The best way to get used to these pictures is to go ahead and build some. It's doodle time.
Draw a box and whisker plot for the following data:
10, 11, 12, 15, 15, 16
This list is already in order, so we don't need to reorder it. The lowest value is 10, the highest value is 16, and the quartiles are
Q1 = 11
Q2 = 13.5
Q3 = 15.
We'll start the box-and-whisker plot with a scale.

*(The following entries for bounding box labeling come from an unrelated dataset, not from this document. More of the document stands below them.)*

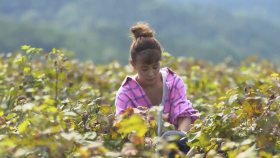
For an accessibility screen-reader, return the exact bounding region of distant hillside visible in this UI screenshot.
[172,0,280,27]
[0,0,280,64]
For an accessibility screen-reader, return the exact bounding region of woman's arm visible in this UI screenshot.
[178,117,191,132]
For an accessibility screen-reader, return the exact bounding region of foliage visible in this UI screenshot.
[0,0,280,65]
[0,46,280,158]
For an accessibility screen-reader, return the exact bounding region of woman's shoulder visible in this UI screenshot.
[160,67,175,75]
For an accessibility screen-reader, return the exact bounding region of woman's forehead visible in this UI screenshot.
[137,60,160,66]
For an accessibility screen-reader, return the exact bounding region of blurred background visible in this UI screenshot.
[0,0,280,64]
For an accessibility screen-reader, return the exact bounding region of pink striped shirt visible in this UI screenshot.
[115,67,199,129]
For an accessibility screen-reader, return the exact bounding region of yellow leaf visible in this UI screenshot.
[112,132,118,139]
[18,121,28,133]
[260,151,273,158]
[242,100,253,113]
[150,120,156,127]
[80,146,89,157]
[0,109,4,116]
[52,125,60,132]
[119,115,148,137]
[44,98,55,105]
[100,105,111,115]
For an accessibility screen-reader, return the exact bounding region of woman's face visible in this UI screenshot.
[130,61,160,85]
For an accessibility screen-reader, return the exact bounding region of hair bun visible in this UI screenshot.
[130,22,155,40]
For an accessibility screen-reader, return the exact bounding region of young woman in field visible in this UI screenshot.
[115,22,198,155]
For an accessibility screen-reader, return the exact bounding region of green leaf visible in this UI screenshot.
[84,132,97,140]
[100,105,111,115]
[21,45,30,50]
[188,131,201,143]
[259,150,273,158]
[14,148,28,157]
[242,100,254,113]
[199,133,211,148]
[23,67,30,72]
[26,48,35,54]
[0,109,4,116]
[271,73,279,77]
[226,87,238,97]
[18,121,29,133]
[228,94,238,106]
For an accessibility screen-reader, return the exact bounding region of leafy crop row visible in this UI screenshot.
[0,46,280,158]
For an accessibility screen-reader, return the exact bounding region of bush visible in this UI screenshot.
[0,46,280,158]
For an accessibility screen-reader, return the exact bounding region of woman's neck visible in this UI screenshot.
[135,72,162,89]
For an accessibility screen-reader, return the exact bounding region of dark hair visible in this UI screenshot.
[130,22,162,64]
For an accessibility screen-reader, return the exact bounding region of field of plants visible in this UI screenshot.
[0,45,280,158]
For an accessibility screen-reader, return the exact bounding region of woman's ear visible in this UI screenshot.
[130,60,136,70]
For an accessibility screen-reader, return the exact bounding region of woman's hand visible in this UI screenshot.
[177,117,191,132]
[144,137,156,147]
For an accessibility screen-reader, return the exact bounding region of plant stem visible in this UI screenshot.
[55,61,58,101]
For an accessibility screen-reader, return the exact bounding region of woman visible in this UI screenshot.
[115,22,199,157]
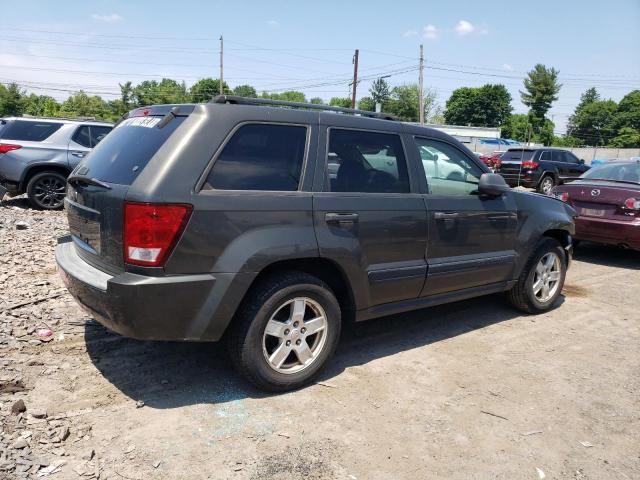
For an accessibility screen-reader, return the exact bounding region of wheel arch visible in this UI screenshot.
[20,163,71,193]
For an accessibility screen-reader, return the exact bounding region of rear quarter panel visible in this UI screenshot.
[514,192,575,276]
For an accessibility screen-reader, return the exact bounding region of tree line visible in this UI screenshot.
[0,64,640,148]
[444,64,640,148]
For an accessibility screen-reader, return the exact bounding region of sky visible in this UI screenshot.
[0,0,640,133]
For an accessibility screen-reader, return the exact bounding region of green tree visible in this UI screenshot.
[58,90,110,119]
[329,97,351,108]
[520,63,562,133]
[609,127,640,148]
[369,78,391,110]
[567,100,618,146]
[233,85,258,98]
[382,83,440,123]
[0,83,25,116]
[22,93,60,117]
[444,84,512,127]
[118,82,133,109]
[358,97,376,112]
[500,113,533,142]
[533,118,555,146]
[614,90,640,133]
[189,78,232,103]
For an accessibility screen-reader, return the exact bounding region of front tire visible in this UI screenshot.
[27,172,67,210]
[228,272,341,392]
[538,174,556,195]
[507,238,567,313]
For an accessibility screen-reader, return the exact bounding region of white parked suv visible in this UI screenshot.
[0,117,113,210]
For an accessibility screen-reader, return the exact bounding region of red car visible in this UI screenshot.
[551,160,640,250]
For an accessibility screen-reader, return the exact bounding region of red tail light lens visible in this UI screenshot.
[624,198,640,210]
[0,143,22,154]
[122,202,193,267]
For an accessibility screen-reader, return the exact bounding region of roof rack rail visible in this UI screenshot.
[209,95,398,120]
[22,113,106,122]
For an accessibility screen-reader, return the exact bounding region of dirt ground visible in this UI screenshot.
[0,199,640,480]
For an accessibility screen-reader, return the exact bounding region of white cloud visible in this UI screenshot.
[454,20,477,35]
[91,13,122,23]
[422,25,438,40]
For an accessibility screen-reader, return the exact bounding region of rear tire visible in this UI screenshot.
[27,172,67,210]
[538,174,556,195]
[507,238,567,313]
[227,272,341,392]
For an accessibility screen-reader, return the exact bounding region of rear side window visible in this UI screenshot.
[205,124,307,191]
[2,120,62,142]
[501,149,535,162]
[73,126,91,148]
[327,129,410,193]
[89,125,113,147]
[80,116,187,185]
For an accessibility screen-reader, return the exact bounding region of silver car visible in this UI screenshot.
[0,117,113,210]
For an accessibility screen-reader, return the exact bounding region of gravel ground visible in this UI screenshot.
[0,198,640,480]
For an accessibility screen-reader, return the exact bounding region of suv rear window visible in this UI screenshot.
[2,120,62,142]
[500,148,536,162]
[205,124,307,191]
[81,116,187,185]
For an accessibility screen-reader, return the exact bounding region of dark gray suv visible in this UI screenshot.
[56,96,574,391]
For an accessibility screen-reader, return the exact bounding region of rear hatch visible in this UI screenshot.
[498,148,535,176]
[562,180,640,222]
[66,105,193,273]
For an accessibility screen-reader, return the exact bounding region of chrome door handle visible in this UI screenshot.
[324,213,358,223]
[433,212,460,220]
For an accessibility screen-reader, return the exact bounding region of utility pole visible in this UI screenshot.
[220,35,224,95]
[418,44,424,125]
[351,48,360,108]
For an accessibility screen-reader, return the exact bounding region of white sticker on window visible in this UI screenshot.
[118,117,162,128]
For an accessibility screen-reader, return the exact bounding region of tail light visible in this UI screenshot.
[122,202,193,267]
[623,197,640,210]
[0,143,22,154]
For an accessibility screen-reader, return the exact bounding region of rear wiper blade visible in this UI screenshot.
[67,175,111,190]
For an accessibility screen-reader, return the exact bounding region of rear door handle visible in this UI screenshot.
[433,212,460,220]
[324,213,358,223]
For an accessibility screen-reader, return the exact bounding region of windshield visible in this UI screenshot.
[580,162,640,183]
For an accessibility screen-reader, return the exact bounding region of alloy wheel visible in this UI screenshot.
[33,175,66,209]
[533,252,562,303]
[262,297,328,374]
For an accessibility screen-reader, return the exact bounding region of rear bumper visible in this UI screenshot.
[56,242,254,341]
[499,172,540,188]
[575,217,640,250]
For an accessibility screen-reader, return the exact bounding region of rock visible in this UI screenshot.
[29,408,47,418]
[11,438,29,450]
[11,399,27,415]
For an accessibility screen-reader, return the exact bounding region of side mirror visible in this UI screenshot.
[478,173,511,197]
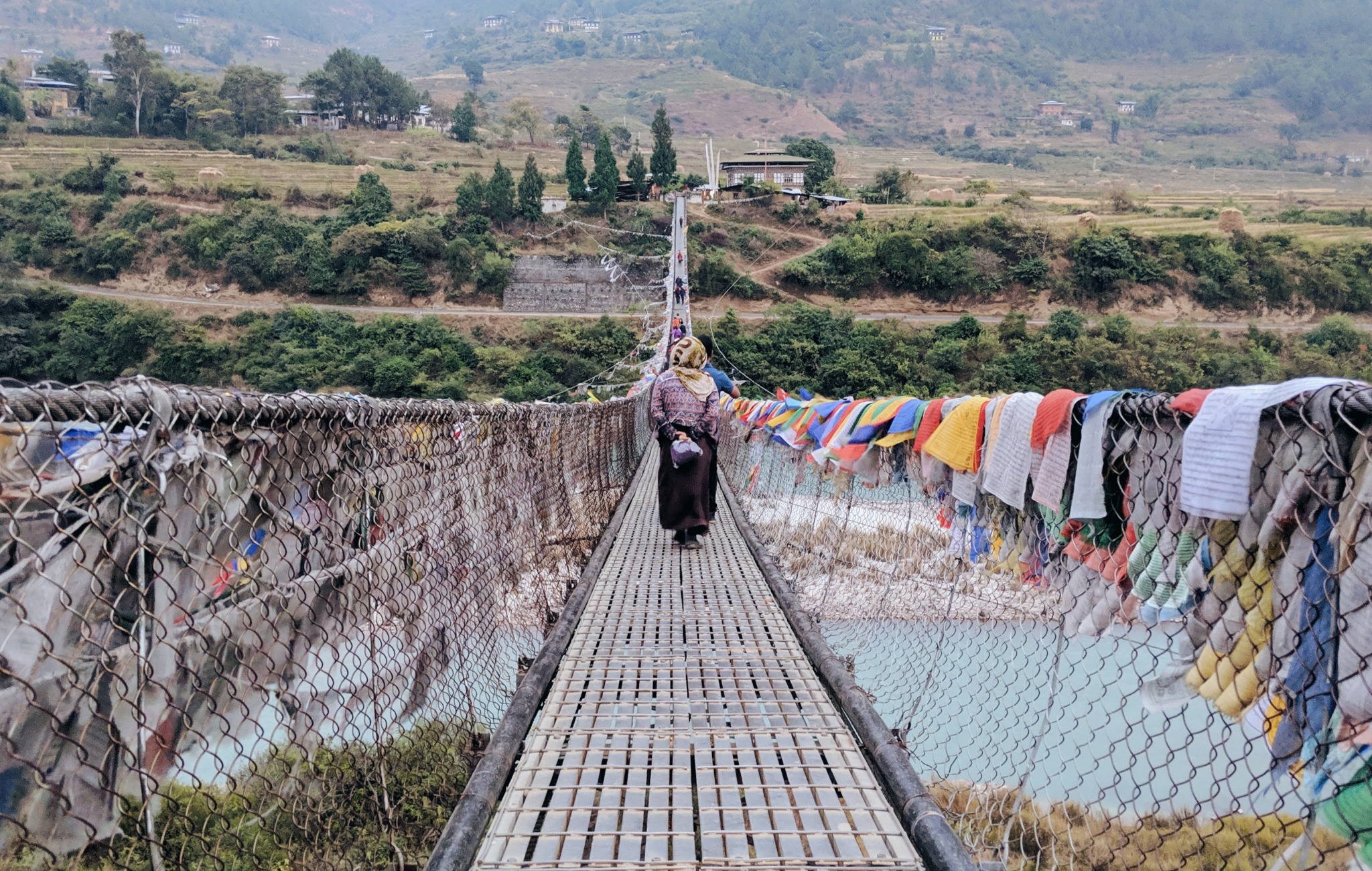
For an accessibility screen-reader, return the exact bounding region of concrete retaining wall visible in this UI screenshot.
[502,257,664,313]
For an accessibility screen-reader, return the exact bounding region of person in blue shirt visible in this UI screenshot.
[698,336,738,399]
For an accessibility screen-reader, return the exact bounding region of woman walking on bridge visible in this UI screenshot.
[652,336,719,550]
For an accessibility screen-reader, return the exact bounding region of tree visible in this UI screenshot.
[563,130,586,203]
[505,97,543,145]
[42,58,90,111]
[519,155,545,224]
[457,173,486,218]
[962,178,996,203]
[648,103,677,188]
[624,148,649,199]
[1067,233,1139,300]
[105,30,159,136]
[347,173,391,225]
[448,90,478,143]
[866,166,914,203]
[301,48,420,123]
[786,139,837,192]
[486,157,514,222]
[590,133,620,208]
[220,66,285,135]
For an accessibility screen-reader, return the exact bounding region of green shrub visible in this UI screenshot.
[81,230,143,280]
[472,253,514,296]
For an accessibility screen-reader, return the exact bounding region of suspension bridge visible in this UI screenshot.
[0,199,1372,871]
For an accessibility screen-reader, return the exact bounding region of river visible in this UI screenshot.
[823,620,1301,816]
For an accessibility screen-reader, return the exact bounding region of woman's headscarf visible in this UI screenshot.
[671,336,715,401]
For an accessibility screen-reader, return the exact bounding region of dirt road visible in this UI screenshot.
[63,284,1339,332]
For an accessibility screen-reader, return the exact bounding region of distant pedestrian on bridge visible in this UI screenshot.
[652,336,719,550]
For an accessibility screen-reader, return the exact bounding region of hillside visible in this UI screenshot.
[0,0,1372,155]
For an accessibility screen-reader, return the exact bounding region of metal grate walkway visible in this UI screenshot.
[476,444,920,871]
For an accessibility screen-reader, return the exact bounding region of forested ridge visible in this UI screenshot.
[699,0,1372,129]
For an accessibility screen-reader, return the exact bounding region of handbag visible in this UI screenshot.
[673,439,704,469]
[663,389,709,469]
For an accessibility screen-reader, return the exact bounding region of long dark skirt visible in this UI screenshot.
[657,438,715,535]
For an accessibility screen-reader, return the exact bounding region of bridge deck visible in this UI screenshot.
[476,446,919,871]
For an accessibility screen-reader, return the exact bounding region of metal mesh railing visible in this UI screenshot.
[720,384,1372,871]
[0,379,649,871]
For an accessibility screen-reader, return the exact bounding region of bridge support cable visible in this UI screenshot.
[466,452,938,871]
[0,379,649,871]
[425,462,649,871]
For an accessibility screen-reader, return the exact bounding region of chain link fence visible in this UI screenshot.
[0,379,649,871]
[720,385,1372,871]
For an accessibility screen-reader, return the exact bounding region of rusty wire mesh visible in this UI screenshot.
[720,385,1372,871]
[0,379,648,871]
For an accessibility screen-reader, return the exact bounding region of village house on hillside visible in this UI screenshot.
[21,76,81,118]
[719,149,811,186]
[19,48,42,76]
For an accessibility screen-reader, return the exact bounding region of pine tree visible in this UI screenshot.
[624,148,648,199]
[592,133,619,208]
[648,103,677,188]
[519,155,543,221]
[457,173,486,218]
[486,157,514,221]
[563,133,586,203]
[347,173,391,224]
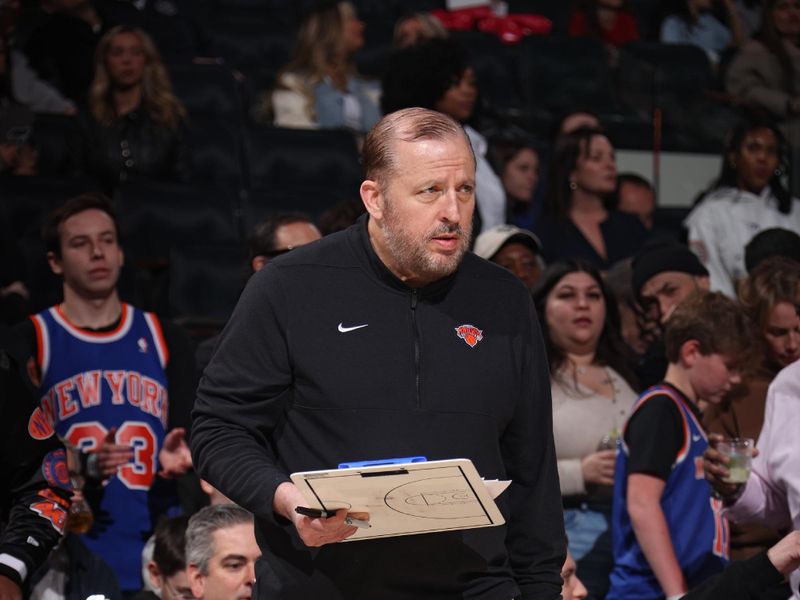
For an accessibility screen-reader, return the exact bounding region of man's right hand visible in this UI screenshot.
[703,433,758,501]
[272,482,358,547]
[581,450,617,485]
[0,575,22,600]
[767,531,800,575]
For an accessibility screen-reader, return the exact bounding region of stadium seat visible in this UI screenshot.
[0,177,98,239]
[186,115,244,188]
[247,127,362,194]
[452,31,519,109]
[169,244,249,330]
[114,182,239,267]
[210,26,293,72]
[31,114,82,177]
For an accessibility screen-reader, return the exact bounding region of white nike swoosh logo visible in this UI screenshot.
[339,323,369,333]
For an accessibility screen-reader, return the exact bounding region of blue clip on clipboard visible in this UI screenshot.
[339,456,428,469]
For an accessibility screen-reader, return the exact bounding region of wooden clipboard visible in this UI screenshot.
[291,458,505,541]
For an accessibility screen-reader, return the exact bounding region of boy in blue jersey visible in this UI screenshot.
[18,194,194,591]
[606,292,753,600]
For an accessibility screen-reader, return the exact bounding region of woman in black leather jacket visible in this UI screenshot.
[83,26,189,191]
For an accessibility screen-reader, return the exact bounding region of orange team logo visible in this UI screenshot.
[456,325,483,348]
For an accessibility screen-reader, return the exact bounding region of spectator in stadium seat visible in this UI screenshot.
[684,120,800,298]
[725,0,800,195]
[486,137,541,229]
[186,504,261,600]
[253,2,380,133]
[567,0,639,64]
[83,26,189,191]
[381,39,506,234]
[393,13,447,48]
[661,0,746,64]
[0,0,75,115]
[534,129,647,270]
[703,257,800,598]
[25,0,108,106]
[533,260,637,600]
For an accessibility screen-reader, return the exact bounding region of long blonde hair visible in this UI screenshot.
[279,1,355,85]
[89,25,186,129]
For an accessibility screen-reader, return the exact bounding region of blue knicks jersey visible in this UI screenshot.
[31,304,168,590]
[606,385,729,600]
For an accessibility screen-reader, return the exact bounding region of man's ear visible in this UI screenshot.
[147,560,164,590]
[250,254,269,273]
[186,564,205,598]
[47,252,64,275]
[680,340,703,367]
[359,179,383,221]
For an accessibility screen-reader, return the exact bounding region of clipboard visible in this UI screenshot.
[290,458,505,542]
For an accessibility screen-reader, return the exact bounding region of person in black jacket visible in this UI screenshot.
[0,330,72,600]
[191,108,565,600]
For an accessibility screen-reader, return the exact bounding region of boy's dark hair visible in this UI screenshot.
[42,192,119,258]
[664,290,756,363]
[247,211,313,260]
[744,227,800,273]
[153,515,189,577]
[381,39,469,114]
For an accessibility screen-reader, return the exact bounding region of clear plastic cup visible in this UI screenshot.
[717,438,755,483]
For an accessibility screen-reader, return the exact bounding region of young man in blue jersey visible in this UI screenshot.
[607,292,753,600]
[18,194,194,591]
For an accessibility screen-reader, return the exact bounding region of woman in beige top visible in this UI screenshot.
[533,260,636,599]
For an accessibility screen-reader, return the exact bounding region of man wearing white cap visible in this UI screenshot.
[475,225,544,290]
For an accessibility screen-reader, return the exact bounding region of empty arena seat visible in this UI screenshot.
[247,127,362,194]
[169,244,249,329]
[169,63,242,118]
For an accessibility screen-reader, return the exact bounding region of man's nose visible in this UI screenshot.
[440,190,461,223]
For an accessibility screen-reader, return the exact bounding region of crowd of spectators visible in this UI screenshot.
[0,0,800,600]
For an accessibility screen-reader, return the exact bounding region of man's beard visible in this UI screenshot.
[383,198,472,283]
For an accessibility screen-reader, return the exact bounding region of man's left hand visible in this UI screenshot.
[158,427,192,479]
[0,575,22,600]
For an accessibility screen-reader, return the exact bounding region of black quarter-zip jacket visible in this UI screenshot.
[191,218,565,600]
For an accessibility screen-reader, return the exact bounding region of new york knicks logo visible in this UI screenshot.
[28,407,53,440]
[456,324,483,348]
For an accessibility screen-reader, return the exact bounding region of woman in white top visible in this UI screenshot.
[684,120,800,298]
[533,260,636,598]
[253,2,380,133]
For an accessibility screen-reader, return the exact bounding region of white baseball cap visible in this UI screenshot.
[474,225,542,260]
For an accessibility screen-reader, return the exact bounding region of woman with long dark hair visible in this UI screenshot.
[533,260,637,599]
[684,118,800,298]
[660,0,746,64]
[535,129,647,270]
[84,26,188,191]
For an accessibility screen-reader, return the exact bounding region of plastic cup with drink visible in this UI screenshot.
[716,438,755,483]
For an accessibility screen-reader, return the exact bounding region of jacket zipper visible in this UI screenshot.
[411,290,422,408]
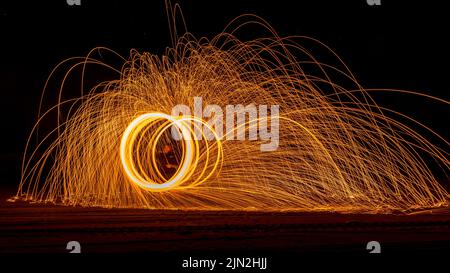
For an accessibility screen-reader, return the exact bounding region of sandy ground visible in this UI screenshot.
[0,187,450,253]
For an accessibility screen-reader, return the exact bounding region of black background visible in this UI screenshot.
[0,0,450,184]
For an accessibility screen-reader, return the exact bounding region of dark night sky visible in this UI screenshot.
[0,0,450,183]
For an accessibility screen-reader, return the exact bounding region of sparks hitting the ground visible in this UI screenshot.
[13,11,449,213]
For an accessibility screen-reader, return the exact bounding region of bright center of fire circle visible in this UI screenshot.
[120,112,194,191]
[120,112,222,191]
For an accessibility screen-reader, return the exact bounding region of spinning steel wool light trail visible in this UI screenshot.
[17,13,449,213]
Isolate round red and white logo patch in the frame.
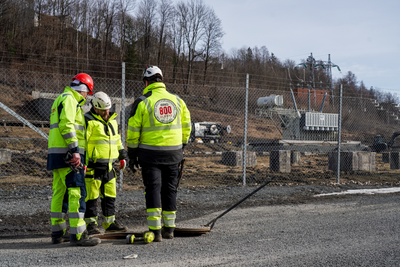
[154,99,178,124]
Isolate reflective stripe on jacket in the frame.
[127,82,191,164]
[85,109,124,173]
[47,86,86,170]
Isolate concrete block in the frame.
[382,152,390,163]
[389,152,400,170]
[0,149,12,164]
[328,151,376,171]
[269,150,291,173]
[222,151,257,166]
[290,150,300,164]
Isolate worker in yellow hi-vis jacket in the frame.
[47,73,100,246]
[85,92,128,235]
[127,66,191,242]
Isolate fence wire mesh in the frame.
[0,69,400,201]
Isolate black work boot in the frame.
[150,230,162,242]
[70,230,101,247]
[86,222,101,235]
[51,230,70,244]
[106,221,128,232]
[161,226,175,239]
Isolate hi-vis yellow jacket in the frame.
[47,86,86,170]
[127,82,191,165]
[85,108,124,174]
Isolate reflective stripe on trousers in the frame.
[51,168,86,240]
[162,211,176,227]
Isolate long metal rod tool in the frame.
[204,177,274,231]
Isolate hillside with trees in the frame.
[0,0,398,103]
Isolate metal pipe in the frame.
[290,88,301,118]
[336,84,343,183]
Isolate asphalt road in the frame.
[0,193,400,266]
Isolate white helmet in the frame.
[142,66,163,82]
[92,92,111,110]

The scale needs to go at least from 10 to 16 (since those are our lowest and highest data values), and we'll mark off increments of 0.5 since one of our numbers (Q2) is 13.5. It's all about the halves and the half-nots.
Next we find the lowest and highest values and the quartiles on the number line, and draw vertical lines above each:
We connect the lines above the quartiles with a box:
and finally draw the whiskers to the outermost lines:
Box and whisker plots give a visual idea of "where the data is." Half the numbers fall within the box, and half the numbers fall outside the box.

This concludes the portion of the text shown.